Medical school and adult nursing places would be doubled under an NHS plan that seeks to tackle chronic staff shortages.
The long-awaited workforce plan, due to be published next month, would also see apprentice doctors trained on the job without the need for top exam results.
Promising the biggest training boost for a generation, the blueprint warns of a NHS staff shortfall of more than half a million if drastic action is not taken.
But the costly pledge of doubling medical school places — which comes with a £2billion price tag over five years — was actually part of Labour’s plan to save the crippling NHS, announced in September.
The strategy will need ‘significant investment’ from the Treasury at a time when chancellor Jeremey Hunt, who has privately backed the plans, claims cash is tight.
The NHS has unveiled plans to double the number of medical school places in a bid to tackle chronic staff shortages (file photo)
Mr Hunt has insisted there is not enough money to pay for new medical schools, despite the health service facing a vacancy rate of 10 per cent — equating to 133,000 posts — which is only set to further spiral.
Without radical recruitment strategies, staff shortages could quadruple over the next decade and a half as the population ages, a source told The Times.
Drafts of the plan accept NHS failings have led to the health service’s major staff shortages compared to other countries.
Agency workers are regularly drafted in to cover shifts. But this approach cost taxpayers in England £3billion last year, a BBC investigation found in November.
The figure is up by 20 per cent — or £600m — on the year before.
And agencies can pay more than double the amount per shift compared to what a regular NHS nurse earns.
The workforce plan claims a huge expansion of training is needed, with a doubling of both medical school and adult nursing places by 2030.
This would equate to 15,000 more medical school places and more than 50,000 adult nursing places per year.
Six more medical schools would be needed to cope with the surge in number of new students, health leaders believe.
Mass recruitment calls echo those made by shadow chancellor Rachel Reeves in September — a pledge praised by Mr Hunt.
In emails leaked to the Mirror in November, Mr Hunt said he ‘very much’ hoped the Government would adopt the plan, as ‘smart Governments always nick the best ideas of their opponents’.
However, the Chancellor has not yet agreed to fund the training boost, which is expected to cost £2billion over the next five years.
And the NHS may have to ‘scale down their ambitions’ set out in the plan, according to some in Government.
The leaked document, which is not yet finalised, is expected to put pressure on ministers to resolve pay disputes, which have seen strike action across the NHS.
The plan warns that walkouts are having a ‘material effect’ on the health service’s attempts to boost its workforce.
And it is expected to factor in the cost of training new medics to replace those who quit into updated pay offers.

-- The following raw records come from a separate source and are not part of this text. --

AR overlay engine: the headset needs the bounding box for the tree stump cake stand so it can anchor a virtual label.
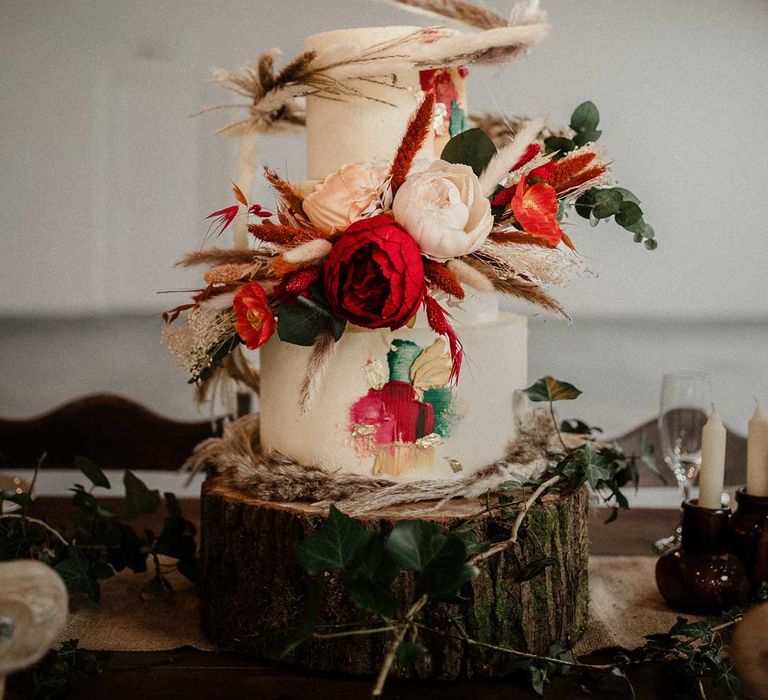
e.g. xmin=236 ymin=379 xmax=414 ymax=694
xmin=200 ymin=477 xmax=589 ymax=678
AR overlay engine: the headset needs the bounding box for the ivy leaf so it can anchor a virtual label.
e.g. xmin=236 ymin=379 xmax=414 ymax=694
xmin=277 ymin=304 xmax=328 ymax=347
xmin=440 ymin=129 xmax=496 ymax=177
xmin=571 ymin=100 xmax=600 ymax=133
xmin=592 ymin=187 xmax=624 ymax=219
xmin=0 ymin=489 xmax=32 ymax=506
xmin=544 ymin=136 xmax=576 ymax=155
xmin=123 ymin=469 xmax=160 ymax=518
xmin=385 ymin=520 xmax=448 ymax=571
xmin=107 ymin=523 xmax=147 ymax=573
xmin=523 ymin=375 xmax=581 ymax=401
xmin=614 ymin=199 xmax=643 ymax=228
xmin=73 ymin=457 xmax=112 ymax=489
xmin=418 ymin=534 xmax=480 ymax=602
xmin=54 ymin=545 xmax=101 ymax=603
xmin=573 ymin=129 xmax=603 ymax=147
xmin=296 ymin=505 xmax=373 ymax=576
xmin=560 ymin=418 xmax=603 ymax=435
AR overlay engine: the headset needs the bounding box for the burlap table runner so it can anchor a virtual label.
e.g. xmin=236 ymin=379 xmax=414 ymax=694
xmin=60 ymin=556 xmax=688 ymax=654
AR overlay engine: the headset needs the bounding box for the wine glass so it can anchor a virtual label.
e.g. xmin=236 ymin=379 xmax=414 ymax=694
xmin=654 ymin=370 xmax=712 ymax=552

Another key component of the plan is a shift in focus to NHS apprenticeships.
This could see one in eight new doctors enter the health service through this route, rather than the standard five-year medical degree, by the end of the decade.

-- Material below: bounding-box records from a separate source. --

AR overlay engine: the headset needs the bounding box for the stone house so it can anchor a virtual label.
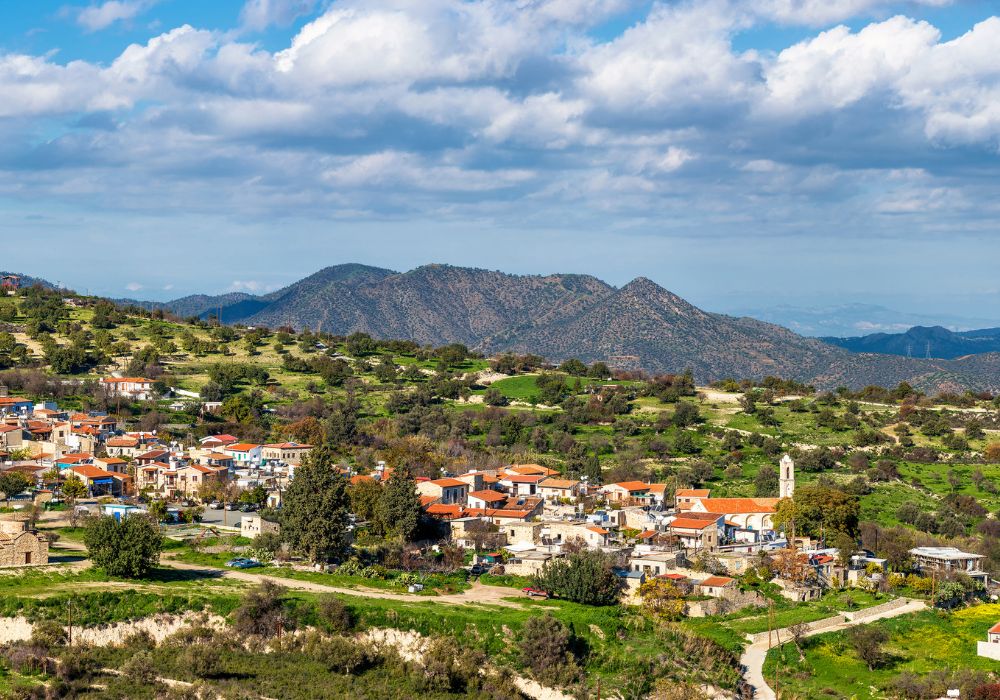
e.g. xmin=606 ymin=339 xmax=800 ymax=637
xmin=0 ymin=517 xmax=49 ymax=567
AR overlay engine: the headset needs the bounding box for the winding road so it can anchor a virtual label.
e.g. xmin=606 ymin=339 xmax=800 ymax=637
xmin=740 ymin=599 xmax=927 ymax=700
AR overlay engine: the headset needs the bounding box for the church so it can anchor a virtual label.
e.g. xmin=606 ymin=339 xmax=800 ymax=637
xmin=678 ymin=455 xmax=795 ymax=533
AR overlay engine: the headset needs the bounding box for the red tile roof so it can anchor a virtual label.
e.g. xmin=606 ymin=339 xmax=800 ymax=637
xmin=503 ymin=474 xmax=545 ymax=484
xmin=688 ymin=498 xmax=778 ymax=515
xmin=430 ymin=479 xmax=469 ymax=488
xmin=670 ymin=518 xmax=715 ymax=530
xmin=698 ymin=576 xmax=733 ymax=588
xmin=674 ymin=489 xmax=712 ymax=498
xmin=607 ymin=481 xmax=650 ymax=493
xmin=469 ymin=489 xmax=507 ymax=503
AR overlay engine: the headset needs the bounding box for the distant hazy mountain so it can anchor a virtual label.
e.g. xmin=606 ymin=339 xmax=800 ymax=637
xmin=0 ymin=271 xmax=56 ymax=289
xmin=127 ymin=264 xmax=1000 ymax=391
xmin=739 ymin=304 xmax=1000 ymax=338
xmin=823 ymin=326 xmax=1000 ymax=359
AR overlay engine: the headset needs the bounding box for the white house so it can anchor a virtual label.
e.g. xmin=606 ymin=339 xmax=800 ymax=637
xmin=222 ymin=442 xmax=264 ymax=466
xmin=101 ymin=377 xmax=153 ymax=401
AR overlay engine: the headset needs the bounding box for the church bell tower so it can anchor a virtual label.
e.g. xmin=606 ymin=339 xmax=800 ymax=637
xmin=778 ymin=455 xmax=795 ymax=498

The strategy from health chiefs will need ‘significant investment’ from the treasury, at a time when chancellor Jeremey Hunt claims cash is tight
Currently, the only way to study medicine is to achieve top exam grades.
But a pilot scheme due to begin soon could change that.
It will see nurses, paramedics and other health service staff train on the job for five years, before sitting the same exam as medical students to become doctors.
A quarter of NHS nurses are expected to qualify this way too, offering more career opportunities for healthcare assistants and other NHS staff.
Top medics were initially concerned that the new approach could lower standards among the the country’s medics.
But these have largely been alleviated by promises that apprenticeship doctors will be taught the same curriculum, take the same exams and monitored by the same medical schools as those who take the university route.
NHS chiefs hope their plans will make the NHS ‘self-sufficient’, reducing the number of staff coming from overseas — which is currently a quarter of new recruits.